- The benchmark copper on the London Metal Exchange (LME) reached a three-month high of $13,558.50 per ton, driven by expectations that the capacity recovery at Freeport-McMoRan's (FCX:US) Grasberg copper mine in Indonesia will be delayed until early 2028.
- Copper inventories on the Shanghai Futures Exchange (SHFE) fell by 5.6% to 181,333 tons, hitting a new low since January. The tightening expectations on the spot side, combined with potential U.S. tariff policies, have given Comex copper futures a relative performance advantage.
- The internal trends of base metals show structural divergence, with expectations of easing Gulf region conflicts boosting LME aluminum prices by 0.9%, while lead, zinc, and tin recorded moderate pullbacks of 0.6% to 0.7%.
Supply Disruptions Reshape Term Structure
The supply-side constraints in the global copper market are tightening further. The unexpected extension of the full production cycle at the Grasberg mine in Indonesia, a key global source of copper concentrate, has directly altered the market's logic for mid-term balance sheet calculations. Freeport-McMoRan's (FCX:US) previous guidance for near full-capacity production by the end of 2027 has been postponed. This delay in physical capacity release led to a 1.3% increase in LME copper prices on Friday. The cumulative weekly gain for LME copper is expected to reach 4.4%, potentially marking the largest weekly increase since the fourth quarter of 2025 if the trend continues. This expectation reassessment triggered by mine disruptions is causing the forward curve to exhibit a stronger spot premium tendency.
Divergence in U.S.-China Inventory Cycles and Regional Premiums
At the inventory cycle level, the data from the world's two major consumption and trading centers show significant divergence. SHFE copper inventories accelerated their decline, down 5.6% from last week to 181,333 tons, indicating a marginal improvement in downstream pickup willingness in the Asian market after a period of price consolidation. Meanwhile, U.S. Comex copper futures continue to outperform the global benchmark, with a weekly gain expected to reach 6.3%, pushing prices up to $6.25 per pound. This regional excess return partially reflects the market's forward-looking defensive pricing against potential U.S. tariffs on copper imports, leading to a solidification of the spot premium structure in North America.
Marginal Recovery of Macro Sentiment and Geopolitical Pricing
Base metal prices are influenced not only by micro supply and demand but also by macro geopolitical sentiment. With potential easing expectations in the Gulf region conflicts, market funds are gradually returning from extreme tail risk hedging modes to traditional economic cycle trading themes. According to Panmure Liberum, if geopolitical tensions substantially cool down, investors' asset allocation focus will return to pricing the recovery of global industrial manufacturing. This marginal recovery of macro sentiment provides underlying logical support for copper prices to maintain high-level fluctuations in the medium to long term.

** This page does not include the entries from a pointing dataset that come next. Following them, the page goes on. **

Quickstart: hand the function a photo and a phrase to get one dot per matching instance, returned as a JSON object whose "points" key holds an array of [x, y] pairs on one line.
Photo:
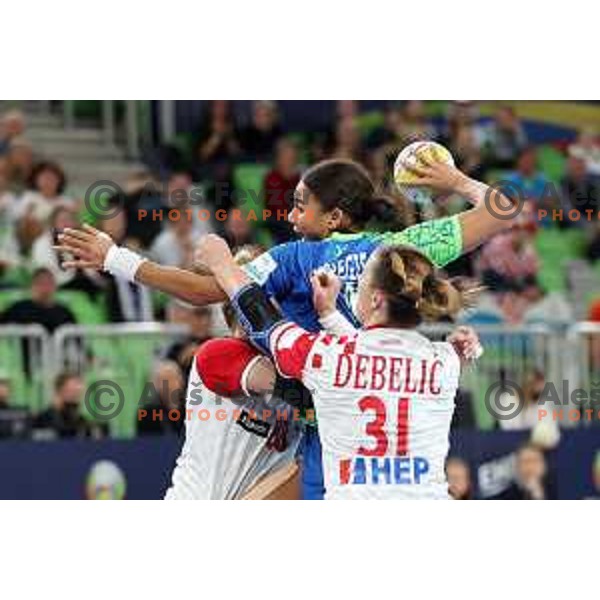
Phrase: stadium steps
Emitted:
{"points": [[83, 151]]}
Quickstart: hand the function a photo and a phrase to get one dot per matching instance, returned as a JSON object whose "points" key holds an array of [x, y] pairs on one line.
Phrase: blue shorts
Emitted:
{"points": [[313, 486]]}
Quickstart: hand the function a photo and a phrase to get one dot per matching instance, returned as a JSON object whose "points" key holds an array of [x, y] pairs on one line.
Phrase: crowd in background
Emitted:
{"points": [[36, 203]]}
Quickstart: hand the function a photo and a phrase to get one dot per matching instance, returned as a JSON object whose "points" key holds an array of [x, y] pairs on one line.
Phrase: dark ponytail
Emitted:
{"points": [[414, 295], [345, 184]]}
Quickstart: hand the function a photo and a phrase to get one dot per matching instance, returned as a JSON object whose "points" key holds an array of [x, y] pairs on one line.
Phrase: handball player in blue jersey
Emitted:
{"points": [[335, 209]]}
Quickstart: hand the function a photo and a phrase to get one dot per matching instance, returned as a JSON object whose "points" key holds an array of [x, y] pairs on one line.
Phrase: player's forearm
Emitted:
{"points": [[231, 278], [185, 285], [489, 217]]}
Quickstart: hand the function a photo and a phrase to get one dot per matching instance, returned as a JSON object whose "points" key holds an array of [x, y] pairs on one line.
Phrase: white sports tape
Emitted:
{"points": [[122, 262]]}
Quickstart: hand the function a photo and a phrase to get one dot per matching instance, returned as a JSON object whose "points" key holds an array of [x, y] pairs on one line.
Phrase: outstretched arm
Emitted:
{"points": [[444, 240], [94, 249], [493, 211]]}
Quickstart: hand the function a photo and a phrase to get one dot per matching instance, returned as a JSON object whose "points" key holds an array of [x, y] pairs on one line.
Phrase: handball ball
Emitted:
{"points": [[413, 156], [105, 481], [545, 435]]}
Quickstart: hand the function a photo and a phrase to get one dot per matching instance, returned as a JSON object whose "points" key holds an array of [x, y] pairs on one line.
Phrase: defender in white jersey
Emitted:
{"points": [[384, 396], [231, 446]]}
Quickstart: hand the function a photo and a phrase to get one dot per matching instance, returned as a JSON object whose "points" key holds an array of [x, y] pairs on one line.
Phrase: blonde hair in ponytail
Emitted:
{"points": [[415, 291]]}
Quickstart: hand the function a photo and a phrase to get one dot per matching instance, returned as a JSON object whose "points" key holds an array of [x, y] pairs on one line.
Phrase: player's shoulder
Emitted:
{"points": [[446, 352]]}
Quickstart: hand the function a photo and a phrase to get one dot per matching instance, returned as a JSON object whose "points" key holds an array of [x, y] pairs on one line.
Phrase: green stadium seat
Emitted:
{"points": [[551, 162], [555, 249], [248, 180], [85, 310]]}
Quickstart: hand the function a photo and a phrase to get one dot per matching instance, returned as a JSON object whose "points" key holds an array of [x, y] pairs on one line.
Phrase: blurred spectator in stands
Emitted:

Capital Rotation Characteristics in the Base Metals Sector
Against the backdrop of significantly stronger copper prices, the internal rotation effect among other base metals is becoming more apparent. Influenced by the spillover effect of tight energy supply in the Gulf region, LME aluminum prices rose by 0.9% to $3,523.50 per ton. However, SHFE aluminum inventories rose against the trend by 2% to 492,728 tons, reaching a six-year high, indicating some spot digestion pressure in the domestic aluminum market. Additionally, nickel prices experienced a technical pullback of 0.3% after reaching the 20,000 mark on Wednesday, while the collective decline in lead, zinc, and tin reflects that current bullish funds prefer to concentrate on copper resources with supply constraints rather than indiscriminate allocation within the sector.